Beisetzung von Essener Opfern am 10. April 1923, Bild von hier

Otto Wels spricht die Besetzung des Ruhrgebiets an: Ab 8. März 1921 besetzten französische und belgische Truppen die Städte Duisburg und Düsseldorf, ab 11. Januar 1923 dann das gesamte Ruhrgebiet bis Dortmund, vorübergehend auch Teile des bergischen Industriegebiets (Remscheid und Lennep) sowie Barmen. Die Alliierten hatten inzwischen statt Reparationen in Form von Geld, Sachleistungen (Stahl, Holz, Kohle) gefordert. Am 9. Januar 1923 erklärte die alliierte Reparationskommission, Deutschland halte absichtlich Lieferungen zurück (unter anderem seien 1922 nur 11,7 Millionen statt der geforderten 13,8 Millionen Tonnen Kohle und nur 65.000 statt 200.000 Telegraphenmasten geliefert worden). Dies nahm Frankreich zum Anlaß, in das Ruhrgebiet einzumarschieren. Die Besetzung, die auch mehrfach zu Toten unter der deutschen Zivilbevölkerung geführt hatte, endete im August 1925.

Denkmal für die belgische Besatzung am Niederrhein in Kleve-Kellen bei Haus Schmithausen. Vorderseite: "Zur Erinnerung an schwere Besatzungszeit 1918 - 1926", Bild von hier

Wir haben gleiches Recht für alle und ein soziales Arbeitsrecht geschaffen. Wir haben geholfen, ein Deutschland zu schaffen, in dem nicht nur Fürsten und Baronen, sondern auch Männern aus der Arbeiterklasse der Weg zur Führung des Staates offensteht.

Davon können Sie nicht zurück, ohne Ihren eigenen Führer preiszugeben.

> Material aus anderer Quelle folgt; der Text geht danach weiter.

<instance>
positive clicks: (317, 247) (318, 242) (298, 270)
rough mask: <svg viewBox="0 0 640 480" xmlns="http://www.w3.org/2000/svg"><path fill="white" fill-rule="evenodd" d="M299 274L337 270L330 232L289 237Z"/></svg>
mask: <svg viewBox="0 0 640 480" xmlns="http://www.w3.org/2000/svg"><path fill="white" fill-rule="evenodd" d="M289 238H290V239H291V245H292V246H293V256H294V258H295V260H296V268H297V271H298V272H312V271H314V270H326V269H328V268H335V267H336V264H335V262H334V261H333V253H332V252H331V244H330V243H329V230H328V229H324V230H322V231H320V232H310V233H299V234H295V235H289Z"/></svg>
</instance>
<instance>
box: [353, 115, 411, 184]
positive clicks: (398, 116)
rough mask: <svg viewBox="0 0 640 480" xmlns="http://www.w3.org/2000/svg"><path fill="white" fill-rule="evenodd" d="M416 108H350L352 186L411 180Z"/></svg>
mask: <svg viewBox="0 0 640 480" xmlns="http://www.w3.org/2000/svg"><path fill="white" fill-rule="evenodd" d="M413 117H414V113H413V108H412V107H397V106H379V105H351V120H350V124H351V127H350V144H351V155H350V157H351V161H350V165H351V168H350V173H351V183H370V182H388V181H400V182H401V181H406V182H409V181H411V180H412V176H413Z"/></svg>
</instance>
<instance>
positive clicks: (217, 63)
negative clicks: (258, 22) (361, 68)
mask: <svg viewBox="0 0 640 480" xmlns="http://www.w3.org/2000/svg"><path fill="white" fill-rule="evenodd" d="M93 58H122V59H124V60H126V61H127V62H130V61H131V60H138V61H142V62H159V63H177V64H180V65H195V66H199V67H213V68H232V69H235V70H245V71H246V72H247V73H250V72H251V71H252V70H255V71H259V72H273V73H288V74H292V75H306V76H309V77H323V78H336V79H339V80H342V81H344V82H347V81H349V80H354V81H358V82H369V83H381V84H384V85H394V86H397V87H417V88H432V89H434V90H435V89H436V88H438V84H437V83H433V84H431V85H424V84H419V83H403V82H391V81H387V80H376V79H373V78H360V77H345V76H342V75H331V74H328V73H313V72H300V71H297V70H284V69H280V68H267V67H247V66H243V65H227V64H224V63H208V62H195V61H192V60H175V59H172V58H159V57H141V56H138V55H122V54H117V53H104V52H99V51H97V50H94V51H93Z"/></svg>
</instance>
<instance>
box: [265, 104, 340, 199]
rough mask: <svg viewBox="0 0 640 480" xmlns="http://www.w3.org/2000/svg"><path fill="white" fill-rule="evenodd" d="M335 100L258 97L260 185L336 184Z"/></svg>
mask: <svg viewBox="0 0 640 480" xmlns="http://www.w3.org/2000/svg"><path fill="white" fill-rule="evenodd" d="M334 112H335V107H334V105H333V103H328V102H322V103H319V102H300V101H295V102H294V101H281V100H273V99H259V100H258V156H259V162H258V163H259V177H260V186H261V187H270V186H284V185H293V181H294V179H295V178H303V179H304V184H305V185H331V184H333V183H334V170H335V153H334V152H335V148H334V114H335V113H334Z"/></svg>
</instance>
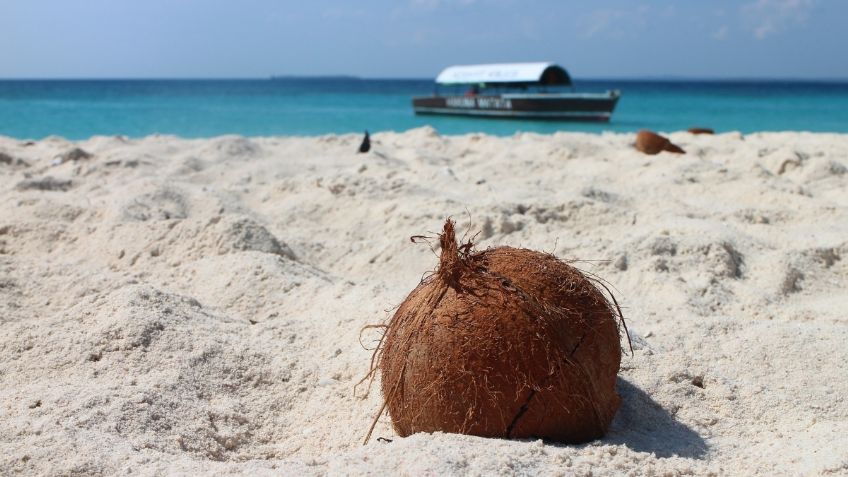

Vergeblich wird der Versuch bleiben, das Rad der Geschichte zurückzudrehen. Wir Sozialdemokraten wissen, daß man machtpolitische Tatsachen durch bloße Rechtsverwahrungen nicht beseitigen kann. Wir sehen die machtpolitische Tatsache Ihrer augenblicklichen Herrschaft. Aber auch das Rechtsbewußtsein des Volkes ist eine politische Macht, und wir werden nicht aufhören, an dieses Rechtsbewußtsein zu appellieren.

Die Verfassung von Weimar ist keine sozialistische Verfassung. Aber wir stehen zu den Grundsätzen des Rechtsstaates, der Gleichberechtigung, des sozialen Rechtes, die in ihr festgelegt sind. Wir deutschen Sozialdemokraten bekennen uns in dieser geschichtlichen Stunde feierlich zu den Grundsätzen der Menschlichkeit und der Gerechtigkeit, der Freiheit und des Sozialismus.

Kein Ermächtigungsgesetz gibt Ihnen die Macht, Ideen, die ewig und unzerstörbar sind, zu vernichten. Sie selbst haben sich ja zum Sozialismus bekannt. Das Sozialistengesetz hat die Sozialdemokratie nicht vernichtet. Auch aus neuen Verfolgungen kann die deutsche Sozialdemokratie neue Kraft schöpfen.

Wir grüßen die Verfolgten und Bedrängten. Wir grüßen unsere Freunde im Reich. Ihre Standhaftigkeit und Treue verdienen Bewunderung. Ihr Bekennermut, ihre ungebrochene Zuversicht -- verbürgen eine hellere Zukunft."